Essentially, instead of using an electric field generated by a anode/cathode
grid to pull the ions out of the thruster, they are using the RF to generate
free electrons which generate an electric field and pull the ions out of the
container.

------
mgsouth
tldr: Simple/small thrusters getting within order of magnitude of performance
of bigger/more complicated.

Introduction:

> _“Electrodeless” RF thrusters are distinct from Hall effect thrusters,
> gridded ion engines, and gridded RF thrusters ... in that they do not use
> grids, anodes, cathodes, or high voltages to accelerate the propellant,
> greatly simplifying the thruster architecture. Their electrical and
> mechanical simplicity allows for electrodeless RF thrusters to be designed
> for the production requirements of the next generation of large satellite
> constellations._

> _Despite their promise, electrodeless RF thrusters have not gained wide
> acceptance due to their sub-par measured performance compared to state of
> the art Hall effect and gridded ion systems._

> _The Phase Four RFT approaches the concept of electrodeless RF plasma
> acceleration by acknowledging that the primary technological advantage of RF
> lies in the minaturazation of RF power electronics by the wireless power
> industry._

Discussion:

> _To the authors’ knowledge, the specific impulse and thrust efficiency
> levels measured in the Phase Four RFT presented here represent the highest
> performance electrodeless thruster results ever demonstrated, by a
> significant margin.
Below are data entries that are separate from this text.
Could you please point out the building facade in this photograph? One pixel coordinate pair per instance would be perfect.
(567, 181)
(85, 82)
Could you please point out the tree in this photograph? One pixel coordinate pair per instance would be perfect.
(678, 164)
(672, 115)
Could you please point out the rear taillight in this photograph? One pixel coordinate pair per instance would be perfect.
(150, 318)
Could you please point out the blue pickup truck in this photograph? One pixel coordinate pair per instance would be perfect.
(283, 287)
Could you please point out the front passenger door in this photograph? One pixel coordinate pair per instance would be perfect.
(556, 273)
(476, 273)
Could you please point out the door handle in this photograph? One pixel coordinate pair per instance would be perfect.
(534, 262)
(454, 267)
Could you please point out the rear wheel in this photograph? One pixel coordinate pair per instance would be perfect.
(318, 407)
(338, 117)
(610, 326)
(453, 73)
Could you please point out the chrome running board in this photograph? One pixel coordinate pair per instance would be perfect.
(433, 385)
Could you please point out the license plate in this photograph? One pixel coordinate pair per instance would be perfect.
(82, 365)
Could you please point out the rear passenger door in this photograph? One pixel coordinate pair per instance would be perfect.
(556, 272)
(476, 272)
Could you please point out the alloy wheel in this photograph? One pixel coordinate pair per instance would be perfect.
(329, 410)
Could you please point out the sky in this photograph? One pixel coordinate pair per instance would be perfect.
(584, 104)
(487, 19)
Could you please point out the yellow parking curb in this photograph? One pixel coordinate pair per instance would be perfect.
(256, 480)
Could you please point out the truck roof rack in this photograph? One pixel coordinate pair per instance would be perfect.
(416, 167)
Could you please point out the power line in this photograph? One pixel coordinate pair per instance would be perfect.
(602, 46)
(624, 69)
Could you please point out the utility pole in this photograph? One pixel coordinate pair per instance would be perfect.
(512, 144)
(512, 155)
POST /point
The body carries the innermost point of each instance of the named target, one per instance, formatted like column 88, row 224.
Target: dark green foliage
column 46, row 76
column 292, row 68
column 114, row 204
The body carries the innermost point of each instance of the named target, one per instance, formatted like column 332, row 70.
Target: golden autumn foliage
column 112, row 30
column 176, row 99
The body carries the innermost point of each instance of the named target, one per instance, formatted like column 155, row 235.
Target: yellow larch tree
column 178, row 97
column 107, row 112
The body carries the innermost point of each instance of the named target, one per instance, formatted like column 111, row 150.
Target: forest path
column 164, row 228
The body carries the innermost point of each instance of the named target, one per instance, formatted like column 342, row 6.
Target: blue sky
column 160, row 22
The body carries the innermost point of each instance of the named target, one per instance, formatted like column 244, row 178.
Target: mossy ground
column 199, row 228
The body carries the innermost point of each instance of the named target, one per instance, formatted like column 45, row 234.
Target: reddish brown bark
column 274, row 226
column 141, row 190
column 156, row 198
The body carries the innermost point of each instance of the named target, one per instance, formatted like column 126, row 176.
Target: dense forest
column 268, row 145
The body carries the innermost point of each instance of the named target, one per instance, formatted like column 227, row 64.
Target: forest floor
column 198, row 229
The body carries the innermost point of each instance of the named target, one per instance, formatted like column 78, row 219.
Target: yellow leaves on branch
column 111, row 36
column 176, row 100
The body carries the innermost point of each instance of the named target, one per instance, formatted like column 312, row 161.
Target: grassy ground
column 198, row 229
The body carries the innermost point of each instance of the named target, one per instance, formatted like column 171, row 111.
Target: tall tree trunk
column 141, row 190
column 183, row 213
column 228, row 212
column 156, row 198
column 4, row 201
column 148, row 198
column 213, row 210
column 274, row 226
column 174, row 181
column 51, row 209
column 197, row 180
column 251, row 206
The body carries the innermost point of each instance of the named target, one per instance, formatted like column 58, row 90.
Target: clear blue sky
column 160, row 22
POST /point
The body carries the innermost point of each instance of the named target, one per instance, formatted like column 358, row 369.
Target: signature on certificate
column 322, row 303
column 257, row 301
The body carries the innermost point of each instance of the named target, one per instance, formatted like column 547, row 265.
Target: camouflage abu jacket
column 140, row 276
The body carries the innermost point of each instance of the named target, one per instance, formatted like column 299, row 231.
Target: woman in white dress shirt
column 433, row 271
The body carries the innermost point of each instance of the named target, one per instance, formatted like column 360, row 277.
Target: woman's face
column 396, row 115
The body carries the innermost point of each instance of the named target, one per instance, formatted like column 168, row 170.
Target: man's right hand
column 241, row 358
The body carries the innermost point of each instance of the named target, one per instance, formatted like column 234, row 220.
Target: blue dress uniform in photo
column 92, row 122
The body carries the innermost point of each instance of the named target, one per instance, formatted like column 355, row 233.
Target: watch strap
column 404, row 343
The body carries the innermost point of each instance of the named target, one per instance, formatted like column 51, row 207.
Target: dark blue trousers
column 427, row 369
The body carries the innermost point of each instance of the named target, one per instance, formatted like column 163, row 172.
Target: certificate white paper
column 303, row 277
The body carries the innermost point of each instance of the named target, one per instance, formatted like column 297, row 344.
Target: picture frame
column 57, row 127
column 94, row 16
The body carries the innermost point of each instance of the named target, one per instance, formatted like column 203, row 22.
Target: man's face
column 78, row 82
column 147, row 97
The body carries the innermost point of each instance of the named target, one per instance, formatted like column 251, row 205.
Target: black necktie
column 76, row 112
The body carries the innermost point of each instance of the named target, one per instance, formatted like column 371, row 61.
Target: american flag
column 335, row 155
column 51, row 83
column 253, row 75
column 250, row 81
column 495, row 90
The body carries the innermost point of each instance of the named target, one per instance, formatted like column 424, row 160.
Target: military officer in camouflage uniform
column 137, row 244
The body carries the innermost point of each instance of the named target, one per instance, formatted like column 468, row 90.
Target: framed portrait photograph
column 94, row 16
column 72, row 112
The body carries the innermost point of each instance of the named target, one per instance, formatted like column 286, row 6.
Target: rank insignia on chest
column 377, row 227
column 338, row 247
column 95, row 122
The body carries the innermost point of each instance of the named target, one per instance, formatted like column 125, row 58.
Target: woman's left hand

Specifically, the electrodeless RFT-X engine produced
> specific impulse on par with state of the art low power Hall effect
> thrusters, within 50% the thrust output at the same power level [17, 18].
> This is as opposed to previous electrodeless thrusters that could not
> achieve the same order of magnitude thrust and /or specific impulse as their
> traditional Hall effect and gridded ion counterparts._

> _The performance improvement highlights improved understanding of the
> thruster ion acceleration and energy transfer mechanisms, which are captured
> in proprietary unified design rules that extend across thruster variants._